Four people, Dara Fitzpatrick, co-pilot Mark Duffy, winchman Ciarán Smith along and winch operator Paul Ormsby died when their search and rescue helicopter crashed at Blackrock Island, 13km west of Blacksod, off the coast of Mayo in March 2017.

A review board was set up by Mr Ryan’s predecessor Shane Ross to look into a previous Air Accident Investigation Unit (AAIU) draft report on the tragedy.

The review was established at the behest of the helicopter operator CHC Ireland, who challenged the report’s conclusions and findings .

The families of three of the four deceased crew, Fitzpatrick, Duffy and Smith, hired legal counsel to represent them at the board. Sinn Féin TD Pearse Doherty told the Dáil on Thursday that an RTE Investigates report suggested the families may face fees running into hundreds of thousands of euro.

In a statement on Thursday evening Mr Ryan said he wrote to the family on Thursday to let them know that “the Department of Transport will cover their reasonable legal expenses incurred as a result of the review into the accident in which their loved ones lost their lives”.

Mr Ryan said the families of the crew did not ask for the review and were “placed in a position of having to contribute to a complex process to ensure their loved ones’ interests were fully represented”.

He explained that his department argued before the review board that it did not have authority to make an order on costs, this was done because of the broader implications that such a ruling might have in future.

“This was never intended to imply a reluctance to pay these costs, and the additional stress this may have caused is regretted,” Mr Ryan added.

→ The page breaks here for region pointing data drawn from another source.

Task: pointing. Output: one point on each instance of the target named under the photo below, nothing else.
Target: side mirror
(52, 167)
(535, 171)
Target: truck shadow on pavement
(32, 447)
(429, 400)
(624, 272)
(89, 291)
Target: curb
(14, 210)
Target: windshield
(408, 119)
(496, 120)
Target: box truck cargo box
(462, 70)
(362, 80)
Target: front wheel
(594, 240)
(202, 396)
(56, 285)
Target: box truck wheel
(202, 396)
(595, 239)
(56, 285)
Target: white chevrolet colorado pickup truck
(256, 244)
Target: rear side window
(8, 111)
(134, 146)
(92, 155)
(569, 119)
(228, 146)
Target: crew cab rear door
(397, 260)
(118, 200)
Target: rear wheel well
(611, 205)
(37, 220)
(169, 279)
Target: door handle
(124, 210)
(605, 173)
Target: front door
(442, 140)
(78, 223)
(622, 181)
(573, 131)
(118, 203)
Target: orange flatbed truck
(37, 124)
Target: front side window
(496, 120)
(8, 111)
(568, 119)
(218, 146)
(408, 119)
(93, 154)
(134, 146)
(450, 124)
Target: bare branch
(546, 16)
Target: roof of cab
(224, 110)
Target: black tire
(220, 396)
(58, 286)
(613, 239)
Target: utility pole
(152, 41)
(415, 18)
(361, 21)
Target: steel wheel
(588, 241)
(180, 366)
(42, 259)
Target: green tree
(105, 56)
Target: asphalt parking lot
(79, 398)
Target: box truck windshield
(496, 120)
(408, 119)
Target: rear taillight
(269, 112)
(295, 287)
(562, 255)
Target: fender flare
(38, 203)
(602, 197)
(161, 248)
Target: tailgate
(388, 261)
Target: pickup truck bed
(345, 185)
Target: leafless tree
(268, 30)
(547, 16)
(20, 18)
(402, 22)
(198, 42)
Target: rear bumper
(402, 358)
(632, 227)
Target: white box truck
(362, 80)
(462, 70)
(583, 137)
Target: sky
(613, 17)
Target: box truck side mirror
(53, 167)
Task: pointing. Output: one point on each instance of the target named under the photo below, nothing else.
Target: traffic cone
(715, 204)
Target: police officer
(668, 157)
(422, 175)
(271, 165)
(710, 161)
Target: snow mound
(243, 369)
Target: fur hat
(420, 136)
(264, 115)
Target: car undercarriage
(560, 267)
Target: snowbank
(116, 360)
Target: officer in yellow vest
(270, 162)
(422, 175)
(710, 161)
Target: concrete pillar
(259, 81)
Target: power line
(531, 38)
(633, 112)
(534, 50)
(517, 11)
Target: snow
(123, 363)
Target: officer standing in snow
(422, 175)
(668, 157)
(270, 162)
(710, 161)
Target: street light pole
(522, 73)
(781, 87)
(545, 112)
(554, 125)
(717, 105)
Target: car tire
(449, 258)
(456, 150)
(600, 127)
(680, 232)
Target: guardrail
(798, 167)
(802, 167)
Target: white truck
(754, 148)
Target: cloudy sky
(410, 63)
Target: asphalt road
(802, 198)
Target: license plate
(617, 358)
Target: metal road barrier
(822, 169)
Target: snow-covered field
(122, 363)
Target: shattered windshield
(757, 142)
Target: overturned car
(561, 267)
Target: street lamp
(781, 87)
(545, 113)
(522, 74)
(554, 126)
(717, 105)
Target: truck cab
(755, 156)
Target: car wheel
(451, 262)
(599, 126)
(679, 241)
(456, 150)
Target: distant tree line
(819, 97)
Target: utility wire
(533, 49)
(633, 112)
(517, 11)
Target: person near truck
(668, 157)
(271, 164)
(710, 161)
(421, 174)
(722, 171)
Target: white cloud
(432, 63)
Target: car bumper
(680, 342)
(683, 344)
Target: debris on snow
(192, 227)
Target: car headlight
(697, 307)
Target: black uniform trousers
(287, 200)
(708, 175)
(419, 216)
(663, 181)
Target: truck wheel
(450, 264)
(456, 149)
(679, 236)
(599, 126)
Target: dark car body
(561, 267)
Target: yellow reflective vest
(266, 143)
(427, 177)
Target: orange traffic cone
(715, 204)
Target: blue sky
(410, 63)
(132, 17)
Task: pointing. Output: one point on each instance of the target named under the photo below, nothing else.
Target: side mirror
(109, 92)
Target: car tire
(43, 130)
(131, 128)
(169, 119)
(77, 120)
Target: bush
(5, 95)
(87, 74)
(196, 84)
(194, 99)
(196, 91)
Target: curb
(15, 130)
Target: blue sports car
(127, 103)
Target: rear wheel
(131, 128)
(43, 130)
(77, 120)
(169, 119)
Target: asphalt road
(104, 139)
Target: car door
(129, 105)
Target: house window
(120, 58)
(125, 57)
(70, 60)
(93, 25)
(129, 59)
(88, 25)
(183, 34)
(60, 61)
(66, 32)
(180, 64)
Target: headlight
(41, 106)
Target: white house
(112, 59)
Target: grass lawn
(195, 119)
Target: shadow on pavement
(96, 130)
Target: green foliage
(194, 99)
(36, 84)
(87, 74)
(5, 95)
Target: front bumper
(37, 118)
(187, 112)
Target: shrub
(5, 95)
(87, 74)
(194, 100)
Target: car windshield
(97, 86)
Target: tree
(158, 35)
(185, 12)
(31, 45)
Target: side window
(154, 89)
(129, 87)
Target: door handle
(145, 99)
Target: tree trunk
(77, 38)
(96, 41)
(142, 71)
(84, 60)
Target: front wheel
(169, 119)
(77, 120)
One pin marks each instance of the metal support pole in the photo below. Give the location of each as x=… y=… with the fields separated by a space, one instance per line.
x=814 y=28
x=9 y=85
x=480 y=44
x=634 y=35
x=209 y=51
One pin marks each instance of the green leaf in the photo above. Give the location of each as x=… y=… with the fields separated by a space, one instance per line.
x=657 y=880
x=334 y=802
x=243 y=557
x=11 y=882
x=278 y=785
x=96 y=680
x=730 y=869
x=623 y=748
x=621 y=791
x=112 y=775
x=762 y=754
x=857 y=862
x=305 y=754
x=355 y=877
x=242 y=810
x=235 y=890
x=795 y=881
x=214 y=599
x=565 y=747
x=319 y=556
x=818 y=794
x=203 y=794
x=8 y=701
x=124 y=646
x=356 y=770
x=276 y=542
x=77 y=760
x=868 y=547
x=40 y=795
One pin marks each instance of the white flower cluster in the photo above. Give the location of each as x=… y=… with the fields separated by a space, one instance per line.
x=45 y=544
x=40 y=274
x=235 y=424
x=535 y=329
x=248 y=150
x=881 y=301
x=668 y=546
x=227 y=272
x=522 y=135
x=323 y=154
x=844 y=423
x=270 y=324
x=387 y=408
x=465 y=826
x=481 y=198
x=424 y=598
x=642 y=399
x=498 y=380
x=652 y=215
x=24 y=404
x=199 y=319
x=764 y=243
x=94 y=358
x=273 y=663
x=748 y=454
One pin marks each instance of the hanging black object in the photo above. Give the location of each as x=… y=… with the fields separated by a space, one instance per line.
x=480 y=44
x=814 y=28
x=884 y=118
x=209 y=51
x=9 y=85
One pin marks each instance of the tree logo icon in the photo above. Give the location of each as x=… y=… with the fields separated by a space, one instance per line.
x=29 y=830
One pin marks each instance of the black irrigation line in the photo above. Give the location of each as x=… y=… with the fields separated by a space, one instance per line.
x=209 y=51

It follows an intervention by the chairman of the review board, Patrick McCann SC, who suggested that the Department of Transport cover the costs involved.

“I was happy to accept this recommendation and asked my officials to work on a mechanism to resolve the issue,” Mr Ryan stated.

Mr Ryan said he was also conscious families will shortly receive the final report of the investigation into the accident “a moment which is bound to be difficult for all concerned”.

In the Dáil earlier Mr Ryan rejected claims his department fought against paying legal fees for the families, saying . “it would be scandalous if we were fighting against such costs (being paid) but it’s not true”.

He insisted that “at no stage did our department strenuously fight against that” against the application for costs.

Mr Ryan was responding to Mr Doherty who said the families hired legal representatives “to represent them at the board because they had a fear that there would be an effort to assign blame for the accident to their loved ones”.

Mr Doherty said the Department strongly opposed the families’ legal costs and he told Mr Ryan “your officials took the most callous approach in dealing with this issue and fought the families at the review board”.

“It’s a horrendous way to treat the families of people who died in the line of duty trying to save others.”

He said that “members of the families talk about the hurt that they have being dragged into a process, not of their making…….and that your department strongly objected to the costs being covered.”